The group on stage hunches around a computer and can be heard to say, "I like this one." The answer, "No it's too baggy." The theme of their tragedy is a protest of dress codes. One goddess wears her toga too short. How short? She motions up to her thigh.

"You know like at GW we can't wear leggings even though they are very comfortable or skinny jeans." They explain another goddess puts a curse on the one with the short toga and she ages very fast but can't see herself in a mirror. "Then when she is about 500 years old she sees herself and shatters the mirror. Her best friend stabs her with a shard of glass because she doesn't recognize her."

McDonough is in his 11th year at GW having travelled from his undergraduate degree at William and Mary on to Harvard and then to Chicago where he acted and directed in his own company, Greasy Joan & Co. for 4-5 years. Then on to University of Memphis where he was an assistant professor of Theatre.

"People ask me how I can cope with teaching middle school students but I tell them these kids' energy is never a problem. Sometimes harnessing it is." He says in college students have many competing priorities like 5-6 other classes, sometimes a job and rehearsals at night. “If middle schoolers don't learn to explore at this age, maybe they never will."

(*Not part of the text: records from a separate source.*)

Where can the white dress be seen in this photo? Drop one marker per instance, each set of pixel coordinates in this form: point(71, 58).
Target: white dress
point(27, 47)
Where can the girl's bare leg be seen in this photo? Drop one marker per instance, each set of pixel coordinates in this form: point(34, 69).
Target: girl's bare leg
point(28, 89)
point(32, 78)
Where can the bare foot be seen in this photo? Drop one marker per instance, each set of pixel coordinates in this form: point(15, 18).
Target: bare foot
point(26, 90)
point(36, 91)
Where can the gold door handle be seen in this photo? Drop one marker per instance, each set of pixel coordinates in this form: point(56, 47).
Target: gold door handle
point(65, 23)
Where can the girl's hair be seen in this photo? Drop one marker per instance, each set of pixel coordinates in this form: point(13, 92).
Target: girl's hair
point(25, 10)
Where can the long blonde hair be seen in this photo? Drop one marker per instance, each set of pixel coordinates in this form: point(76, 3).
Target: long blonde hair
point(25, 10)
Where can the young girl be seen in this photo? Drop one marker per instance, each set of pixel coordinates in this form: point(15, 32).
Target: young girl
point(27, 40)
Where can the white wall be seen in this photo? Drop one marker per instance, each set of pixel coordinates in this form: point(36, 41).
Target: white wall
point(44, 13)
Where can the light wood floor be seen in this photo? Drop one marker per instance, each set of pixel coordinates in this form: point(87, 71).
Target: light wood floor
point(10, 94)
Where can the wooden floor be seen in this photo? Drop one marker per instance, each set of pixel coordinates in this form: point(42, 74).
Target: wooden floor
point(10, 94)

McDonough explains, "We put on demanding and moving productions and each year we try to outdo the last. For the last three years we have used a revolving stage constructed by the father of a former student. And we have been lucky to have a former choreographer and professional dancer on the staff who helped us with ‘Hairspray’ as well as a assistance from a scenic designer who teaches at TC.

"Last year we did ‘Romeo and Juliet.’ A lot of people thought I was crazy." He explains that he wouldn't have felt comfortable with this 10 years ago. "The reason is that my estimate of what the kids are capable of has grown exponentially. You ask for them to participate and they give."

He adds, "I was interested in the mechanics and what resonates so deeply with the kids. First of all we took our own folia and did our own cutting. It was laborious and hard to do to keep the meter and the flow. But," he says the students were remarkably patient. They couldn't wait to get on stage."

McDonough says, "I am the luckiest guy alive. A lot of my friends have had to put their theatre on the back burner but here I am. I can say without pretense that teaching middle school drama is the best thing I could do.” He concludes, "Theatre is like a cult but without the nonsense."